Salah satu keuntungan adanya media sosial adalah kita bisa mengetahui
segala aktivitas semua teman. Tapi itu hanya berlaku jika teman itu
eksis.
Pada
malam itu tiba-tiba kepikiran untuk melihat rekam jejak kegiatanku di
twitter. Tombol arah bawah terus kutekan hingga tangan berhenti pada
kejadian bulan januari 2014. Itu adalah kegiatan di mana aku sedang
menghadapi sidang skripsi. Di situ tertulis, “Amfuun dah si @prabujaffry mau sidang, malah nonton anime.. Kelakuan temanmu ini loh @ilhamadiansyah_” Begitulah kata
Hilman yang sidang bareng.
Dari
situ pikiranku melayang hingga jauh ke belakang. Aku mencoba
mengingat kejadian apa saja di situ. Agak susah memang merinci setiap
kegiatan yang ada. Pikiran masih samar-samar. Aku terus berusaha
keras agar bisa mengingat penuh. Beberapa menit kemudian,
pecahan-pecahan memori terkumpul.
Aku
ingat hari itu rabu. Aku sengaja berangkat ke kampus pagi-pagi karena
ingin menyelesaikan tugas akhir di proses terakhir. Tidak ada yang
istimewa hari itu. Aku berangkat seperti biasa. Yang beda hanya kali
ini lebih pagi. Mama baru tahu ketika aku ingin pamitan pergi. “Abang
hari ini mau sidang,” kataku tanpa basa-basi. “Hati-hati, semoga
lancar,” kata mama. Mungkin mama bingung harus ekspresi seperti apa
karena memang sebelumnya aku tidak pernah membicarakan soal skripsi
padanya.
Seminggu
sebelumnya ada acara bakar-bakar di malam tahun baru. Itu digelar di
rumahku. Teman-teman yang sudah kumpul aku suruh tunggu karena aku
harus menjemput salah satu teman kuliah yang letaknya tidak jauh dari
rumahku. Ternyata saat aku pergi mama sempat menanyakan perkembangan
skripsiku pada teman.
Mama
harus melakukan itu saking penasarannya dengan tugas akhirku. Ini
sudah tahun kelima aku di kampus tapi aku belum juga melepas status
mahasiswa. Padahal adikku beberapa minggu lagi akan sidang skripsi.

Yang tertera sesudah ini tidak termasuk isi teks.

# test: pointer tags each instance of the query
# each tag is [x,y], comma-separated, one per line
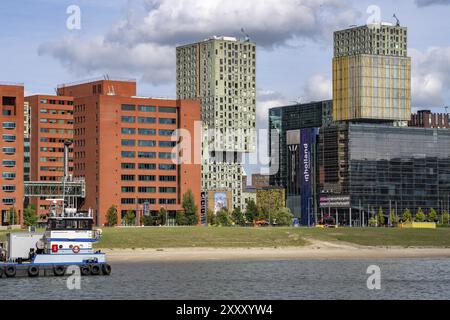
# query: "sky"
[43,45]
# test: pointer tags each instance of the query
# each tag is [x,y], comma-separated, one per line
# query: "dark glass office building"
[297,126]
[364,167]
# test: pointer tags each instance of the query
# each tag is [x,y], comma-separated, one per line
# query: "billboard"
[220,201]
[308,139]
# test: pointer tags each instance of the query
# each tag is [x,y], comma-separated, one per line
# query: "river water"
[262,280]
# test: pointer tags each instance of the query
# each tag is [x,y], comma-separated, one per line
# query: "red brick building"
[11,153]
[123,148]
[51,125]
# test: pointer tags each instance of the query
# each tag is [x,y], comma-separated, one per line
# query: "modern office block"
[371,74]
[221,73]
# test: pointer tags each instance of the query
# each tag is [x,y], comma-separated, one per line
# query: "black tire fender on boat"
[95,269]
[106,269]
[33,271]
[59,271]
[10,271]
[85,270]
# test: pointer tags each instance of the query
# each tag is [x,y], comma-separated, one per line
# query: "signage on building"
[146,209]
[204,207]
[308,139]
[335,202]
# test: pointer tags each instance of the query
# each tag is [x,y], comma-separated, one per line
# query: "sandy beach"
[319,250]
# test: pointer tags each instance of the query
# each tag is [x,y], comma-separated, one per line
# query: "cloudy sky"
[137,39]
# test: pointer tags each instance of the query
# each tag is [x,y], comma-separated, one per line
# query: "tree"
[190,209]
[129,218]
[162,216]
[13,218]
[223,218]
[380,217]
[147,221]
[406,216]
[432,216]
[238,217]
[29,216]
[211,217]
[251,213]
[111,216]
[420,216]
[283,217]
[181,219]
[445,217]
[394,218]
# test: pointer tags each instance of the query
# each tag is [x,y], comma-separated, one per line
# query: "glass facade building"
[380,166]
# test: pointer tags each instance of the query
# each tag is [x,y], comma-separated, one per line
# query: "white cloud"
[267,99]
[317,88]
[426,3]
[144,43]
[430,76]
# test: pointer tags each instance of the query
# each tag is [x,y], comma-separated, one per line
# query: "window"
[168,109]
[147,109]
[127,201]
[167,167]
[146,120]
[128,154]
[167,178]
[147,143]
[128,131]
[166,133]
[167,121]
[147,166]
[167,155]
[9,125]
[147,178]
[167,190]
[9,201]
[128,166]
[128,107]
[9,188]
[146,155]
[147,132]
[167,201]
[128,189]
[146,189]
[9,163]
[9,137]
[128,143]
[128,119]
[8,175]
[167,144]
[8,150]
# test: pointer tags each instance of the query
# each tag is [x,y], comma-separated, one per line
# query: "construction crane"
[398,21]
[247,37]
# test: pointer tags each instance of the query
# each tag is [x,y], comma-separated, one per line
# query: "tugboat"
[67,241]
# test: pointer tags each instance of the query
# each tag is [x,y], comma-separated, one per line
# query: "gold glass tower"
[371,74]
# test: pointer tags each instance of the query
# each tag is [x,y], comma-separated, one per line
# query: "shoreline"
[317,250]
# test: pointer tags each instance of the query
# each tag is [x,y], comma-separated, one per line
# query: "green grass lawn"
[122,238]
[268,237]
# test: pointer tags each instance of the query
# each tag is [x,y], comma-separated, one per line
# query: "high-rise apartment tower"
[221,73]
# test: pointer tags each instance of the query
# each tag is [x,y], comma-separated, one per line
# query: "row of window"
[148,155]
[152,120]
[162,166]
[147,132]
[150,201]
[132,107]
[148,143]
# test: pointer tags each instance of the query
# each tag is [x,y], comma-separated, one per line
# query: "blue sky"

Mungkin mama sungguh ingin mencari kepastian dari teman-teman yang
kebetulan main. Untung, tanpa arahan salah satu teman bilang kalau
sebentar lagi aku akan sidang walaupun aku tidak tahu kapan. Mendapat
jawaban seperti itu, mama terlihat tenang. Itu yang dikatakan teman
setelah melihat ekspresi mama.
Sebenarnya
seminggu yang lalu aku sudah menyelesaikan tugas akhir. Hanya tinggal
sentuhan akhir saja. Aku melakukannya karena sejak awal menggarap
skripsi, aku berjanji akan sudah menyelesaikannya di akhir tahun.
Bulan
November aku sudah mulai gencar meminta ketemu dosen untuk menilai
hasil skripsi. Jika dilihat ke belakang, ini sungguh beda di semester
ganjil. Ketika itu dosen pembimbing yang mencariku. Bahkan dia sampai
bertanya pada mahasiswa yang lain ada di mana aku.
Aku
sengaja menghilang bukan karena takut, tapi memang ingin memahami bab
dua yang isisnya tentang teori. Aku menganggap skripsi bukan hanya
tugas akhir yang diselesaikan dengan buru-buru tapi wadah terakhir
belajar di strata satu. Aku juga sebenarnya sudah ijin sama dosen
bahwa aku tidak ingin bergegas lulus karena masih punya tugas di
organisasi. Beruntung dia memahaminya.
Dua
bulan terakhir sebelum habis tahun, dosen selalu aku teror. Kalau dia
tidak bisa atau membalas pesan instan, aku langsung ke rumah dia
untuk menyerahkan hasil revisi. Beberapa hari setelahnya aku
menanyakan bagaimana perkembangannya. Hingga pada 23 Desember 2013
dosen yang mengirim pesan duluan. “Ambil hasil revisi di rumah
saya,” begitu tertulis di telepon genggamku.
Membaca
itu aku langsung bergegas ke rumah dosen. Beruntung rumahnya tidak
begitu jauh dari kampus jadi tidak masalah jika harus bolak-balik ke
rumahnya. Tiba di rumah ternyata dosen tidak ada. Hanya ada anaknya
dan asisten rumah tangga yang biasa dipanggil “ibu”.
Seperti
biasa anak dosen pembimbing menyambangiku. Dia selalu saja senang
jika aku datang. Biasanya dia memamerkan sesuatu yang dia punya. Aku
bercanda sebentar dengannya lalu bertemu ibu untuk memberikan revisi
skripsi yang sudah dicoret. Begitu melihat halaman depan, mulutku
membentuk lekungan lebar. Aku sudah diijinkan untuk sidang. Sambil ke
kampus aku hanya tersenyum di perjalanan. Sungguh bahagia hari ini.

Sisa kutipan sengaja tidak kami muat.